During the ice storm last February, Feagins spent the night at Withers for five days to make sure the boiler stayed on. She slept on two mats on the floor inside her office.

“I didn’t sleep too much.”

She’s also on call when anything happens at the school overnight — vandalism, break-ins and false alarms. Feagins, a neighborhood resident, makes a short drive to campus to check in with security guards to make sure all is well.

“I slip something on and come out here at 2 a.m., 4 a.m. …”

But now, because of Dallas ISD budget cuts, Feagins’ job is on the chopping block. The district is exploring the idea of bringing in outside contractors to replace the facilities supervisors.

“I hope they don’t do that,” Feagins says. “I’d be devastated. It’s not fair. We do a lot of things for teachers that we don’t have to do.”

Photos by Can Türkyilmaz

Town North YMCA fitness coordinator Tiffany Rodgers ends each of her classes in an unconventional way. She invites the women to stay afterward for Bible study in the lobby, where they end up sharing some deeply personal issues.

“I’ve gotten to know a lot of people that way,” she says.

Rodgers oversees 110 classes and 60 instructors per week and teaches two classes of her own. She has been working at Town North since 1999, commuting 40 minutes from North Carrollton.

“It’s worth the drive. It’s a special place. This is like a second family.”

Rodgers has seen children, including her own, grow up at Town North. But she also has grown close with her older students. She leads a low-impact aerobics class for seniors.

“There are 92-year-olds who can do stuff that many 20-year-olds can’t.”

Dick O’Connor, 84, stops by Rodgers’ office regularly for a quick hug and a few kind words.

“She is so friendly and helpful. And she’s good looking, too,” he jokes.

Rodgers, who has a business management degree from Texas Christian University, never planned on having a career in fitness.
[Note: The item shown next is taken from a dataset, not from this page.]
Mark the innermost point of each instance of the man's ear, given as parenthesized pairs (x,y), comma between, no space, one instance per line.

She started out like many women do, she says.

“I had two young kids, and I liked working out. That’s how so many moms get into to it — to get paid to work out.”

She spends most of her spare time attending her daughter’s volleyball tournaments and studying to become a missionary. Rodgers already has traveled abroad to impoverished areas in Latin America. She’s also done work in needy areas near home in South Dallas.

Rodgers recently took a course through Christian World Movement at Prestonwood Baptist Church, where she is a member.

“The key thing is to learn other people’s faiths and cultures before you try to tell them about Christianity. This could be my future.